University of Hong Kong researchers will soon partner with a mainland drug maker to develop a vaccine against the Omicron variant, after the university team successfully isolated samples of the new and fast spreading strain.
This came as the SAR on Wednesday recorded its fourth Omicron case from a man arriving from Nigeria on November 24. So far, none of the Omicron cases have entered the community.
HKU has become the first in Asia to successfully isolate the fast-spreading Omicron variant, four days after the first two Omicron cases were confirmed in Hong Kong last Thursday, and five days after the variant was first reported to the World Health Organization from South Africa on November 24.
Top microbiologist Yuen Kwok-yung from HKU said his team will make mass duplication of the Omicron samples and share it with laboratories and pharmaceutical firms, so they can test whether existing
coronavirus tests, medication and
vaccines are effective against the variant.
He said the university will partner with a mainland
vaccine maker to produce a new generation of jabs that carry deactivated Omicron variants, but refused to disclose the name of the firm as contracts have not been signed.
However, Yuen said existing
vaccines, including the Beijing-made Sinovac and German-made
BioNTech/Fosun available in Hong Kong, can still offer protection against Omicron infections.
Yuen cited two Omicron cases in Hong Kong as an example, where a South African man carrying the Omicron variant infected a Canadian living in an opposite room when quarantining in Regal Airport Hotel.
He said both men have received two doses of
BioNTech vaccine less than six months ago and only suffered mild symptoms.
“We have been doing blood test for them. In just several days after diagnosis, their antibodies level rose by 10 fold, meaning mRNA
vaccine (
BioNTech) has made the immune system memorize the virus, triggering it to quickly produce antibodies,” he said.
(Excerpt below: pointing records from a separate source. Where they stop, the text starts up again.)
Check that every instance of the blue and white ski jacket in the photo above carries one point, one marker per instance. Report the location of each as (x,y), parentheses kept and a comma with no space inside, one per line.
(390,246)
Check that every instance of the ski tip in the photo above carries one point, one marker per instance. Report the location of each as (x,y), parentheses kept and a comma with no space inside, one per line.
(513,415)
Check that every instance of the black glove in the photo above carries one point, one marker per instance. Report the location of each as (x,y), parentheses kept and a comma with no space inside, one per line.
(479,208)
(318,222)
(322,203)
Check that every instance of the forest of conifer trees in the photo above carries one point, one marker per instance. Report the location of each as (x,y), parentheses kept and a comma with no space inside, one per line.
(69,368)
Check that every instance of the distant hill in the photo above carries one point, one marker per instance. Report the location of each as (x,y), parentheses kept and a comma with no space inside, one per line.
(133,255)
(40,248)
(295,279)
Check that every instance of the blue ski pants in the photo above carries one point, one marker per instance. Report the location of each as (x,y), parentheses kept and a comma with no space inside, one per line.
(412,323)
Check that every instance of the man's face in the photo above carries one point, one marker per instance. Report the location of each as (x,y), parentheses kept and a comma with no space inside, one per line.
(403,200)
“This is a very good sign and once again points to the need that everybody should consider taking the
vaccine as soon as possible, even for the deactivated virus
vaccine derived from the early Wuhan strain.”
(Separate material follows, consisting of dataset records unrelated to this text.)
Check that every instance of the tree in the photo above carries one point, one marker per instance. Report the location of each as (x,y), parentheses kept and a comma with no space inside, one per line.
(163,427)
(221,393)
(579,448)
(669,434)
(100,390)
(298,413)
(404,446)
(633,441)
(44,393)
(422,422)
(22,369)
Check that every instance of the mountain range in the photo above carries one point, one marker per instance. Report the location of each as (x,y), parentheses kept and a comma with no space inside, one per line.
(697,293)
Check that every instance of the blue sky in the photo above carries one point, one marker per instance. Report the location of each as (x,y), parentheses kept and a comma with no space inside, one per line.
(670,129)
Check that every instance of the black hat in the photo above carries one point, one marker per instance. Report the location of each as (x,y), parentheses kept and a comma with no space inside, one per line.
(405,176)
Yuen said although the two patients lived in opposite rooms, they had never come physical contact, or opened their doors at the same time.
“That means their transmission must be air-borne, which raises concerns that it (Omicron) may be more transmissible than the Delta variant,” he said.
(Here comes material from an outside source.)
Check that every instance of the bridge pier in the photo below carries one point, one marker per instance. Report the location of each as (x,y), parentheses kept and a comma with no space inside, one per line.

But Yuen said more studies using the Omicron samples have to be conducted to evaluate whether the variant is actually more contagious or triggers more serious symptoms.
Polytechnic University's department of health technology and informatics assistant professor Gilman Siu Kit-hang on Tuesday estimated Omicron -- with the highest number of more than 30 mutations among all known variants -- could have been transmitted from humans to animals, where the dramatic mutations took place, before it humped back to humans.
But Yuen said he believed it is more likely that the Omicron mutations occurred in Acquired Immunodeficiency Syndrome (AIDS) patients.
“There are quite a number of AIDS patients in South Africa, who are immunocompromised and are unable to completely eradicate
Covid-19 virus after they are infected,” he said.
“Their bodies could have become a desirable atmosphere for mutation, as the
coronavirus could escape from the antibodies and duplicate themselves in massive numbers.”